TRASPORTI. Taxi a Roma, via libera agli aumenti. Adoc: tassisti perderanno clientela

La Commissione di congruità ha approvato le nuove tariffe dei taxi a Roma. Aumenteranno dunque i prezzi delle corse (ora serve solo un passaggio di delibera in giunta capitolina e l’installazione dei nuovi tassametri): per i primi cinque km delle corse brevi si passerà da 0,92 a 1,42 euro a km; la tariffa oraria (auto ferma o a velocità inferiore a 20 km orari) passa da 23,70 euro a 25 euro; le corse da e per l’aeroporto di Fiumicino passano da 40 a 45 euro, quelle da e per Ciampino da 30 a 35 euro, e viene introdotto un supplemento bagagli di un euro per bagagli oltre 32x25x50 cm. Viene inoltre introdotto lo sconto del 50% per le corse dirette all’Ospedale Bambino Gesù.

Per l’Adoc, che aveva espresso dubbi sui criteri di valutazione della Commissione, l’aumento è da bocciare perché le tariffe sono già alte. Non solo: l’associazione prevede un calo della clientela per i tassisti pari al 10-15%. Commenta il presidente Carlo Pileri: "Il servizio taxi, già oggi, ha un costo sufficientemente elevato, al limite dell’utilizzo per l’utente medio; con l’aumento delle tariffe c’è il rischio concreto che il taxi diventi un mezzo riservato solo a quella fetta di utenza che ha la possibilità di chiedere il rimborso di quanto speso. Un danno potenzialmente enorme per i cittadini romani e anche per i tassisti, dato che l’aumento deliberato determinerà un calo della clientela pari al 10-15%".

Per l’associazione, inoltre, "non può essere tenuto in conto nella valutazione delle tariffe lo sconto per le corse verso l’Ospedale pediatrico del Bambino Gesù, dato che il numero esiguo delle corse verso questa destinazione non incide sul costo del taxi. Al contrario, si sarebbe dovuto tenere conto dell’eliminazione dello sconto verso gli ospedali che, oltre a costituire un mancato servizio sociale, rappresenta un aggravio per le famiglie che hanno parenti in condizioni di grave disagio. Avrebbe dovuto infine essere ridefinito il costo della chiamata telefonica, da eliminare, prevedendo la partenza del tassametro dal momento in cui il cliente sale a bordo, al fine di evitare costi aggiuntivi particolarmente elevati e di evitare il rischio di possibili abusi."

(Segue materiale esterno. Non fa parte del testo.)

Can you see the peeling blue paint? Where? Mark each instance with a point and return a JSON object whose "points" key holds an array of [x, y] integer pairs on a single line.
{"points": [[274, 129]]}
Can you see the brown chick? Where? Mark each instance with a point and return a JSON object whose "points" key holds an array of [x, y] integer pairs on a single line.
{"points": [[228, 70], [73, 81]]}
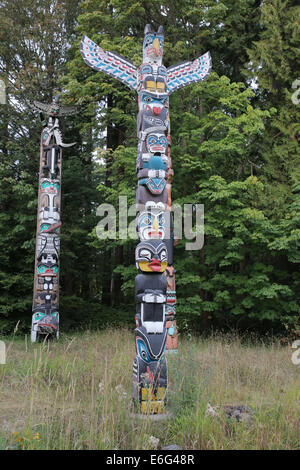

Il servizio taxi capitolino va comunque migliorato, e dall’associazione arrivano alcune indicazioni. Afferma Pileri: "Occorre estendere e migliorare la rete di corsie preferenziali, introdurre la ricevuta obbligatoria automatica, numerata con dati completi ed esposizione, oltre al tariffario, anche di copia della licenza con foto: la ricevuta servirebbe a debellare il fenomeno del subappalto delle vetture taxi che, come rileva l’Agenzia, è alla base di problematiche di responsabilità civili e di sicurezza ed economiche, in quanto nel momento in cui avvenisse una sospensione temporanea della licenza basta utilizzare un sostituto alla guida per evitare reali penalità economiche".